NEM Overview
South Australia is the clear price outlier this morning, with the SA1 spot price at 170.44 $/MWh against a narrow band of 81–96 $/MWh across the eastern mainland regions. The V-SA interconnector is flowing at its export limit of 466.22 MW and V-S-MNSP1 is also binding at 170.64 MW — both constrained — which explains the SA premium. Local SA generation sits at 139 MW gas OCGT and 202 MW gas CCGT alongside 100 MW wind, with no solar output at this evening hour. NSW1 (84.79 $/MWh, 7,453 MW) and QLD1 (85.53 $/MWh, 6,382 MW) are closely aligned, VIC1 prints 81.31 $/MWh at 5,217 MW, and TAS1 sits at 96.24 $/MWh with the Basslink (T-V-MNSP1) at zero flow, isolating Tasmania from the mainland price signal at this interval.

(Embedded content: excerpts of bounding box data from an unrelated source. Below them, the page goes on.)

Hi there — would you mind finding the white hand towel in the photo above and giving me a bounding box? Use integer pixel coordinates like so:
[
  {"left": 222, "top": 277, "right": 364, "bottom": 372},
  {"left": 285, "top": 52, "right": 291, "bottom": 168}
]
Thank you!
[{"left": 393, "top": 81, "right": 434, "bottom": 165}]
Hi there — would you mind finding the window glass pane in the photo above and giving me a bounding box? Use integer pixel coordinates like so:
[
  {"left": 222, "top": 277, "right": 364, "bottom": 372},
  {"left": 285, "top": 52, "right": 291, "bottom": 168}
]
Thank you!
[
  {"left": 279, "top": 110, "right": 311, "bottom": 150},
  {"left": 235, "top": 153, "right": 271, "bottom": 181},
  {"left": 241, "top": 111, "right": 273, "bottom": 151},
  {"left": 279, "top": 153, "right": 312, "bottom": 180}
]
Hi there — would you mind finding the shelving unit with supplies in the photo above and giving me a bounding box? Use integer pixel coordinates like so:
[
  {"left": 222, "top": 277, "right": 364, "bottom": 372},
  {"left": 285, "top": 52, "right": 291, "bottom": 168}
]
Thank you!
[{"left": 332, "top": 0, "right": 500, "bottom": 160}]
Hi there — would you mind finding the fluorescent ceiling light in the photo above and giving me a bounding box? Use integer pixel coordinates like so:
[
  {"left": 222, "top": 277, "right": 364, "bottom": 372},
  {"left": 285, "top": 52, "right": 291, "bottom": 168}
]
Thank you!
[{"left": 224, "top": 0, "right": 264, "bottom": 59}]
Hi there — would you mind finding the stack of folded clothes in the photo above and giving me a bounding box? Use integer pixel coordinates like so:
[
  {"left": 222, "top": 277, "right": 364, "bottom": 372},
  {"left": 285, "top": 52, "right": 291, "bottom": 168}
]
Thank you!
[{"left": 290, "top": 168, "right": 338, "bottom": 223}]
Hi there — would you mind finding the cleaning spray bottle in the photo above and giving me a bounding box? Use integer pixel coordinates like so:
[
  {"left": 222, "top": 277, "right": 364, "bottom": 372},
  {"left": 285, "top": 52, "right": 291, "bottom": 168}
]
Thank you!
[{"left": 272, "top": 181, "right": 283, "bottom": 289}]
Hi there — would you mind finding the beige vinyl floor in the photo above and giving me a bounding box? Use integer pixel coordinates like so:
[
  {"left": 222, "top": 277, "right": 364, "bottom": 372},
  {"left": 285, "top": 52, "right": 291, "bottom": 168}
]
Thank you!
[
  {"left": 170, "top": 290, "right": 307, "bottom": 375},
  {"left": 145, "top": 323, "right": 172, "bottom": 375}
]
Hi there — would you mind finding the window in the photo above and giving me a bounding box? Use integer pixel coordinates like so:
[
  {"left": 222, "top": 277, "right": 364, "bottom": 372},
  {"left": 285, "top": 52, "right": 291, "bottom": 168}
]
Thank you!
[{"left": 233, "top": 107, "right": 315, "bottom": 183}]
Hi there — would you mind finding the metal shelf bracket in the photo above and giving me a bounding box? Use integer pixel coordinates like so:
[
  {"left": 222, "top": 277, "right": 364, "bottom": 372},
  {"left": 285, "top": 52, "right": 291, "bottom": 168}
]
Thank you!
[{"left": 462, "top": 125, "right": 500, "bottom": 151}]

NEM-wide renewable penetration is running at 18.7%, a modest figure reflecting the post-sunset period. Tasmania is 100% hydro and wind (597 MW hydro, 114 MW wind) and carries a carbon intensity of 0 tCO2/MWh. SA records 0.44 tCO2/MWh with 21% renewable share. Victoria's 581 MW wind output contributes to a 21% renewable share, but 2,062 MW of brown coal pulls its carbon intensity to 0.94 tCO2/MWh — the highest in the NEM. NSW is dominated by 5,836 MW black coal with 455 MW hydro and 81 MW wind, yielding 0.80 tCO2/MWh and 9.25% renewables. Queensland runs near entirely on 2,629 MW black coal with negligible renewables (3.2%), at 0.85 tCO2/MWh. The grid stress score of 77.3 and market conditions score of 34.2 indicate elevated system tightness relative to normal, consistent with the interconnector binding constraints into SA.
The most relevant active notice is the QLD1 contingency reclassification for the Chalumbin–Turkinje 132 kV double-circuit (notices 141083 and 141084): the lines were temporarily reclassified as a credible contingency due to lightning activity but have since been cancelled with no constraint sets invoked, so there is no active binding impact in Queensland. Traders should note that the SA price elevation is structural at this interval given both import interconnectors into the region are at their limits; any softening will depend on reduced local demand or a change in Victorian export capacity. With solar absent until morning and demand in SA at 1,409 MW, gas plant is carrying the marginal load and prices are unlikely to compress materially before the overnight demand trough.